金澤(司会):何回くらい現地に足を運ばれましたか?
小西(農業移住):今の家を決めるまでに4回、現地に行きました。現地に行く前に資料をもらって、「トイレは水洗か汲み取りか?」など自分が木になる部分を質問をして、物件に興味が湧けば現地に行くという流れです。福島県いわき市で1軒、同県北茨城市で2軒を見てから同県白河市に決めました。
金澤(司会):家を絞り込む時の条件はどうやって絞っていきましたか?
小西(農業移住):最初は「ここに住みたい」という欲が先行していましたが、金額の折り合いがつかなかったんですよね。逆に「ここは嫌だ」というリストをあげていくと妥協できる点が見つかり、そこから絞って決めることができました。
米田(Uターン):私はまずはじめに西郷村の空き家バンクに登録しました。「半自給自足の生活・ニワトリが飼える・自然の中での生活をしたい・利便性がある」が条件でした。
米田(Uターン):物件を探す中で、家は広くて価格は安いけど、コストがどれだけかかるのか、地盤が安全かという情報も気にするようになりました。西郷村で自分がやりたい条件を叶えられる場所を探して、「ここしかないな」というところに決めました。
西郷村は、白河市よりは気温が2〜3℃低くて避暑地のようなので、日中畑で作業していると暑いですが、木陰に入ると涼しい。ここを選んで本当によかったと思っています。
金澤(司会):米田さんの場合、やりたいことがはっきりしてましたから、優先順位を決めやすかったかもしれませんね。
上田(地元サポーター):西郷村には公営住宅もあって、その方の所得に応じて家賃が決まります。西郷村の一般的な賃貸の家賃(約5〜6万円)よりも安く抑えられるので、移住を検討されている方は選択肢の1つに入れてもいいかもしれませんね。
金澤(司会):ここからは、県南地域の魅力をぜひ教えていただきたいなと思っています。「こういう方にお勧めできるよ」とか「県南のここが特に好き」とか、逆に「こういう方にはお勧めできない」というのもお聞かせください。
小西(農業移住):二拠点生活がしやすいところが気に入っていますね。僕は今、埼玉と白河市にそれぞれ家があって、仕事で絶対に東京にいないといけない時以外は白河市にいます。二拠点の距離が長くなると、どうしてもどちらか一択にせざるを得ないこともありますが、比較的両立がしやすいところがいいですね。

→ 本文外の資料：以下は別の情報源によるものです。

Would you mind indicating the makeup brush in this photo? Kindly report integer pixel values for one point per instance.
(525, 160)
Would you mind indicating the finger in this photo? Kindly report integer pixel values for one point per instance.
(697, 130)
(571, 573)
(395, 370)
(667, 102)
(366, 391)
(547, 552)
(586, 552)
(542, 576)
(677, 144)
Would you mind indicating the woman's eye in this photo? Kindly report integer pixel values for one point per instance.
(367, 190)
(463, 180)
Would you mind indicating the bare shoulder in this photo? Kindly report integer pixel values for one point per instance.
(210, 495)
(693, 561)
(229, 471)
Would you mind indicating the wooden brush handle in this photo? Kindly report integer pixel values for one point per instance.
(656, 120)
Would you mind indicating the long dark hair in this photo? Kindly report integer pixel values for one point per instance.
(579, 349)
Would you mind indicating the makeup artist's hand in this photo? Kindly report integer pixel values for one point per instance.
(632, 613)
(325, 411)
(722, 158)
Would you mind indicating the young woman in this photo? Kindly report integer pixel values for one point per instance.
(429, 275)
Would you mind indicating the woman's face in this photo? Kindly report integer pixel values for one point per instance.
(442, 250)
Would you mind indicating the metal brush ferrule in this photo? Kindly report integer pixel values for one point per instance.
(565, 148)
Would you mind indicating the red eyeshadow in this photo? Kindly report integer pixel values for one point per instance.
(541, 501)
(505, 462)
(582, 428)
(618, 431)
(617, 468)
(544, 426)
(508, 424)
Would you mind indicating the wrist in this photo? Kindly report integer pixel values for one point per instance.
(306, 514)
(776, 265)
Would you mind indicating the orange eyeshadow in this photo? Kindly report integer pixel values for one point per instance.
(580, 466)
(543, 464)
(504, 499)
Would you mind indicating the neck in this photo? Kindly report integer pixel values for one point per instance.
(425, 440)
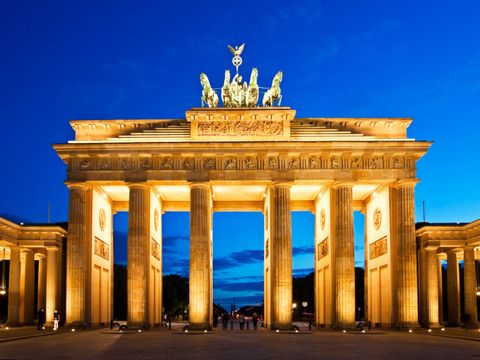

あとは、田舎と都会のバランスがいいところ。僕の家は田んぼに囲まれていますが、5km走るともう街中で、白河市は便利なところです。
白河市のお隣にある西郷村は、新幹線で唯一「村」に停車する新白河駅がある村で、白河市よりも西郷村のほうが圧倒的に栄えているんですが、移住するまで僕はそのことを知りませんでした。
米田(Uターン):本当に便利なところですよね。
上田(地元サポーター):そうなんです。それに加えて、疲れないし、飽きない。たまに東京に行くと、人をかき分けて進むことがありますが、こっちでは1時間くらい散歩をしていても人に会わない(笑)。そこも魅力で、ごちゃごちゃしたところが嫌な方には特におすすめです。
小西(農業移住):妻はまだ埼玉にいるので「一人暮らしは不安ではないですか?」と聞かれることもあるのですが、近所の人がいい意味でみてくださっているなと思っていて。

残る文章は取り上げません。